To explain the situation, Sperlein read portions of the existing trademark law, which holds that a mark can be rejected “if it consists of or comprises immoral, deceptive or scandalous matter, or matter which may disparage or falsely suggest a connection with persons living or dead, institutions, beliefs or national symbols, or bring them into contempt or disrepute.” He then referenced the 2017 case of Matal v. Tam, where the Asian-American band The Slants tried to trademark their name, but were denied a mark because it allegedly “disparaged” those of Asian ancestry—even though the band’s stated purpose was to “take back” the slur and be proud of it.
The current case, which has been appealed to the Supreme Court, is In Re Brunetti, with the USPTO having denied registration for FUCT as “immoral.”
“The Federal Circuit said it’s a free speech violation and it’s going up to the Supreme Court,” Sperlein said, and noting the Tam victory, predicted that the high court will probably allow this mark as well and strike “immoral” from the code. In Tam, the justices voted unanimously to allow the mark, but split 4-4 on concurring opinions, though all favored eliminating “disparaging” from the code.
“The upshot of it is, if you all have a bunch of trademarks that you’ve been wanting to register, you probably have a much better chance today than you did a couple of years ago,” Sperlein suggested, with Walters noting that the USPTO is taking applications for such marks and putting them on hold pending the outcome of Brunetti.
Finally, the panel gave an update on the fight to get rid of the federal record-keeping and labeling requirements, known as “2257,” and Walters reported that although Judge Michael Baylson issued a very favorable ruling on the case last August, the government has appealed that ruling to the Third Circuit Court of Appeals, though briefing in the case had been delayed on account of the government shutdown. A detailed examination of Judge Baylson’s ruling can be found here and here, but in sum, the court struck down the requirement for secondary producers to keep records; found tht only content creators have to keep records and verify the ages of models; the labeling requirement for the record-keeper is no longer required, nor is cross-referencing records—and in a stunning decision, the judge ruled that his restrictions on the scope of 2257 would apply not ony to the plaintiffs in the case, but to all content producers in the country. However, all the attorneys warned that any or all of Judge Baylson’s rulings could be overturned on appeal, and recommended that producers keep collecting such records until a final appellate ruling is put in place.

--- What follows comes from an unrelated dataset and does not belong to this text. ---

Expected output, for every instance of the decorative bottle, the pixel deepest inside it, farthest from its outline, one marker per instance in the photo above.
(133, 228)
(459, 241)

Walters then threw the forum open to questions from the audience, and as a result, two important points were made: 1) Producers are advised to record intro and exit interviews of talent and keep them in their files, and 2) that the idea of sex robots and sex robot brothels will present some challenging legal issues.
All in all, it was one fact- and fun-filled hour—and one that, surprisingly, was attended by famous entertainer Penn Gillette of Penn & Teller.